Last year, the Dodd-Frank Act was signed into law and the SEC issued final regulations about whistleblower protections. On May 25, 2011, SEC Chairman Mary Schapiro said in a speech that, “… the final rules make clear that the statute’s whistleblower protections apply to anyone who provides us information, even if that information relates to a possible securities law violation, and regardless of whether it leads to a successful enforcement action.”
Here, the SEC has a whistleblower that correctly identified accounting violations which caused a public company to restate its financial reports. The SEC has clear evidence of blatant retaliation by the issuer against that whistleblower. The freedom to criticize accounting practices without fear of reprisal from public companies is essential to our democracy and the integrity of our capital markets. It’s time for the SEC to put its money where its mouth is.
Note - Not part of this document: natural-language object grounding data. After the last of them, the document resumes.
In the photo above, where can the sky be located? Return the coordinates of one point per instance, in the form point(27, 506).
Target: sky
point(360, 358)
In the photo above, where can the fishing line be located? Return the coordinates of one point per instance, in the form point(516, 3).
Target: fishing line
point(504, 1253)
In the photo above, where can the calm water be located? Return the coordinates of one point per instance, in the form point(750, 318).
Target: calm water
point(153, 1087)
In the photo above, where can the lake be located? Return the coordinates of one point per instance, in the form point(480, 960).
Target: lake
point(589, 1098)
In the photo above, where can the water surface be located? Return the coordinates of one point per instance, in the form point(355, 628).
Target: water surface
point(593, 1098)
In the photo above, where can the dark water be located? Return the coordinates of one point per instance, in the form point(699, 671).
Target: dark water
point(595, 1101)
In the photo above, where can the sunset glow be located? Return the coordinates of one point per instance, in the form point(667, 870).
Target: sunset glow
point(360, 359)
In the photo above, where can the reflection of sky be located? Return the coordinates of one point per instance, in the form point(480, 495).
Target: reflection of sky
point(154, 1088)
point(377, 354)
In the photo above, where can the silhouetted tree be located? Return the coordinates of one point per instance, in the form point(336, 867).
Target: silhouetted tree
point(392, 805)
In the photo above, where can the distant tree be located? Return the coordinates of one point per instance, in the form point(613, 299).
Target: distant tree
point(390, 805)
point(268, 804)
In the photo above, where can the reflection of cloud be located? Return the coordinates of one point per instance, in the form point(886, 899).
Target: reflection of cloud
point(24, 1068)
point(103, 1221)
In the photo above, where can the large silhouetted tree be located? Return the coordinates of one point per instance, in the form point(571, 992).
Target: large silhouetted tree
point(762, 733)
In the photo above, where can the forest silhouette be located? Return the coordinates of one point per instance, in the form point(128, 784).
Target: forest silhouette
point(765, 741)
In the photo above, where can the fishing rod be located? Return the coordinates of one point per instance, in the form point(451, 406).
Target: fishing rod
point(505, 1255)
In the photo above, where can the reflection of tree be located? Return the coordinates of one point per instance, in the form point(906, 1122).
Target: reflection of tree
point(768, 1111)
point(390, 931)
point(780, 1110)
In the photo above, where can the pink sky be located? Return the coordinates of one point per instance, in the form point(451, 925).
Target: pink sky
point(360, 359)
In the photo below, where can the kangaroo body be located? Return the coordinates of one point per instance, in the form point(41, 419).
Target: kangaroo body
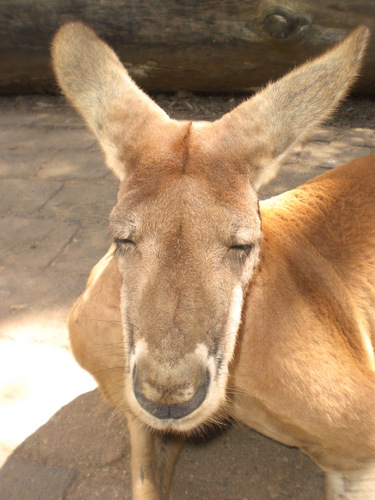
point(211, 305)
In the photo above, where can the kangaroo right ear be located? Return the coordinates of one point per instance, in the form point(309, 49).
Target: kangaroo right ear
point(94, 80)
point(259, 133)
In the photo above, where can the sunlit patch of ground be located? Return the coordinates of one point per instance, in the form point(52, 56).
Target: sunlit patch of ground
point(38, 375)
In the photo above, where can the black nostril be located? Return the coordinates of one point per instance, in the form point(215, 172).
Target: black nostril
point(174, 411)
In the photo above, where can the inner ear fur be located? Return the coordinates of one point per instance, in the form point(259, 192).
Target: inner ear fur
point(257, 135)
point(97, 84)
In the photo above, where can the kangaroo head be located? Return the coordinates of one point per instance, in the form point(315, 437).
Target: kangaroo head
point(187, 226)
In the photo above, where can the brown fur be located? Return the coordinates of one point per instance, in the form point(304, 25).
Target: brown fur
point(159, 323)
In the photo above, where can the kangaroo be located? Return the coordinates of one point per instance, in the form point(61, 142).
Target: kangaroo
point(210, 304)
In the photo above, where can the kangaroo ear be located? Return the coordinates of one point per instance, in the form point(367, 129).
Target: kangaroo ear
point(94, 80)
point(257, 135)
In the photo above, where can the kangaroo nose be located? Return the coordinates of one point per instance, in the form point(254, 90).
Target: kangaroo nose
point(162, 404)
The ball is in their court!
Sam E. Antar
I am a convicted felon and a former CPA. As the criminal CFO of Crazy Eddie, I helped my cousin Eddie Antar and other members of his family mastermind one of the largest securities frauds uncovered during the 1980's. I committed my crimes in cold-blood for fun and profit, and simply because I could.
If it weren't for the heroic efforts of the FBI, SEC, Postal Inspector's Office, US Attorney's Office, and class action plaintiff's lawyers who investigated, prosecuted, and sued me, I would still be the criminal CFO of Crazy Eddie today.
There is a saying, "It takes one to know one." Today, I work very closely with the FBI, IRS, SEC, Justice Department, and other federal and state law enforcement agencies in training them to identify and catch white-collar criminals. Often, I refer cases to them as an independent whistleblower. In addition, I teach about white-collar crime for government entities, professional organizations, businesses, and colleges and universities.
I do not seek or want forgiveness for my vicious crimes from my victims. I plan on frying in hell with other white-collar criminals for a very long time. My past sins are unforgivable.
I do not own any Overstock.com securities long or short.